Playwright A.R. Gurney has made a career chronicling the waning traditions of upper-class WASPS. First there was the formality of the dining room and, in 1989’s Love Letters, he wrote of a lifelong relationship as seen through the dying art of correspondence.
He takes us back to a time — not that long ago — before e-mail or text messages, when people sat down, pen in hand, and wrote letters. That is the communication vehicle of choice for two quintessential Gurney characters of privilege, rebellious, artistic Melissa Gardner and uptight, rigid Andrew Makepeace Ladd III. And when they weren’t writing letters, they reached out to each other in thank-you notes, holiday greeting cards and other assorted missives.
If you can remember back that far, perhaps you recall a 1970 movie called Love Story, which starred Ryan O’Neal and Ali MacGraw as a similar preppie WASP and the blue-collar Italian girl who loved him. If Gurney’s play is something of a gimmick, so is the reunion casting of these two in a national tour of Love Letters that opened at the Broward Center in Fort Lauderdale this week.
Love Letters is an experiment in minimalist theater. It is consciously staged with its two actors stationary, seated at a table. And they read the play from notebooks, a scheme to attract busy, high-profile actors who do not have the time or inclination to rehearse or memorize the material. Yet the story remains affecting, despite these limitations.
Melissa and Andy meet in the second grade and begin a friendship that will last their whole lives, despite breaks in which they marry others and pauses when they refuse to answer their mail. There seems to be a romantic tension between them, but it is not consummated until late in their lives, when he is a much-married United States senator and she is a much-divorced alcoholic artist.

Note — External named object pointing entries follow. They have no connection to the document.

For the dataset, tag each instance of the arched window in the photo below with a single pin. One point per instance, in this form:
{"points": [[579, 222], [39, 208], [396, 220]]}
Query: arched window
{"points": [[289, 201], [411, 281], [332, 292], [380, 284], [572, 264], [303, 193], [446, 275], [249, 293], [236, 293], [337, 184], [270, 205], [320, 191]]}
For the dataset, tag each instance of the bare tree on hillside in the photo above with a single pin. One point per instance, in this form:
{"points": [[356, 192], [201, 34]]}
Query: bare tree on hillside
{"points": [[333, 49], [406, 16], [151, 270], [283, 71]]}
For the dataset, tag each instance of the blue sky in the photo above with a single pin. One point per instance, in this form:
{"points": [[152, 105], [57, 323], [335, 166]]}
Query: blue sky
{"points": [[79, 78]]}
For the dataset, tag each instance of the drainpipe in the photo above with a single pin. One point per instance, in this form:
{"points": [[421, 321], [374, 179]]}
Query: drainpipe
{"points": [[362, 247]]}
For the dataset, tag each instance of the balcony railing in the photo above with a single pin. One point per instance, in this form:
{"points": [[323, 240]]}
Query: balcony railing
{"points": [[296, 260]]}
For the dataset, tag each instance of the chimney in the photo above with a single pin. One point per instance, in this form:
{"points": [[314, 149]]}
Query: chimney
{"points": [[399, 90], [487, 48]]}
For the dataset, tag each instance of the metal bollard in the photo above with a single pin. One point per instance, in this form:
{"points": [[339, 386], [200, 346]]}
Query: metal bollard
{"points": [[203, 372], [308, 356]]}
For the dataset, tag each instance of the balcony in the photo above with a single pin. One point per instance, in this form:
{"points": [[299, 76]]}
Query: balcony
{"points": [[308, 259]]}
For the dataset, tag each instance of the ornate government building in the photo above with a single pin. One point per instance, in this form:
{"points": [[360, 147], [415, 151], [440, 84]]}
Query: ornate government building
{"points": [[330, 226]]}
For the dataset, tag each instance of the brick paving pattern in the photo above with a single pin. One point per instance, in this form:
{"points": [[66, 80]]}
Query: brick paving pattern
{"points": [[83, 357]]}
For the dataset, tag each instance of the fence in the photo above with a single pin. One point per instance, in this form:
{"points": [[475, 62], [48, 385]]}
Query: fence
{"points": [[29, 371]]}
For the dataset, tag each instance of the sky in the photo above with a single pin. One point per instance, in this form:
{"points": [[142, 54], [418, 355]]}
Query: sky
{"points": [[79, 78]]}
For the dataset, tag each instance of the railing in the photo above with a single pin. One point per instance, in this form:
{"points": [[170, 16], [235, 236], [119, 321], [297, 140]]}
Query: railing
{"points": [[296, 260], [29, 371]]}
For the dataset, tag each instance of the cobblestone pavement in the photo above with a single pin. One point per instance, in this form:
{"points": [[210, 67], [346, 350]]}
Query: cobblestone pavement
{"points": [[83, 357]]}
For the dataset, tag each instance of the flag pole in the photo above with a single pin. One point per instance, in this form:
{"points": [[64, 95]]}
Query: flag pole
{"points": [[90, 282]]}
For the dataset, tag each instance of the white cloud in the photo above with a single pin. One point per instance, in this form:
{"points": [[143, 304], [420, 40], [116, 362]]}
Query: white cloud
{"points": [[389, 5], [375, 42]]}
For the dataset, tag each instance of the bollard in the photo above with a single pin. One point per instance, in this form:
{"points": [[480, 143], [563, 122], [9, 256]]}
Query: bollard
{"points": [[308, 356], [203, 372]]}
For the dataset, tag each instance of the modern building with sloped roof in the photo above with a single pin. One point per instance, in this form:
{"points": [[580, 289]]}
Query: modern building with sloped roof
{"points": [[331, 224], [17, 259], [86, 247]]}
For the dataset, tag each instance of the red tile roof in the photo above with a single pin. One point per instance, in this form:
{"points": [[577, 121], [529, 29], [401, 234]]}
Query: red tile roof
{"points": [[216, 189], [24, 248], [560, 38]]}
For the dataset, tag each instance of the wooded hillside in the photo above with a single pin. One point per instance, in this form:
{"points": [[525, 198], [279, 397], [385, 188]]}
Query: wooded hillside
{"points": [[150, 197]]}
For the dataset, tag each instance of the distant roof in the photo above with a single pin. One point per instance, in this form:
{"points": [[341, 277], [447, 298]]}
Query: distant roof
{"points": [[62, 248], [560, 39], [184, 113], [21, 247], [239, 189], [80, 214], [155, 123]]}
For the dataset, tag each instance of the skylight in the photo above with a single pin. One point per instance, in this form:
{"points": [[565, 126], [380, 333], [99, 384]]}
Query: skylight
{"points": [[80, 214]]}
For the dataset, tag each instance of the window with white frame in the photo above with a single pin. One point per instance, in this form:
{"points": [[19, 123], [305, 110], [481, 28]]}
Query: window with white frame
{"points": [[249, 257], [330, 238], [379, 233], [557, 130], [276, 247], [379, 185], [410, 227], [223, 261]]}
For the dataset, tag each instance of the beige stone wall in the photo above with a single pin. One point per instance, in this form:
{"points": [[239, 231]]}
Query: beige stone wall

Although both in their 70s, O’Neal and MacGraw are still quite recognizable as their Love Story selves from 45 years ago. She remains attractive in a mature version of herself, with tightly pulled back, white-streaked hair and still-perfect skin. He is a somewhat larger version of himself, but manages to project a boyishness that belies his age.
They enter, cross to center stage, sit and don their reading glasses. Neither has much theater experience, but MacGraw had appeared in Love Letters twice before many years earlier. She is the more expressive reader, clearly comfortable with the material, while O’Neal is a bit of a stumbler, often breaking up sentences oddly, like the truant student who did not do his homework.
Still, they both radiate charm and star quality, although she seems too controlled for the mess that is Melissa and he is too casual for the patrician politician. Nevertheless, if you have always wanted to be in the same room with O’Neal and MacGraw — and isn’t that really what this tour is about? — you can scratch that off your bucket list this week at the Broward Center.
LOVE LETTERS, Broward Center, 201 S.W. Fifth Ave., Fort Lauderdale. Through Sunday. $30-$70. 954-462-0222.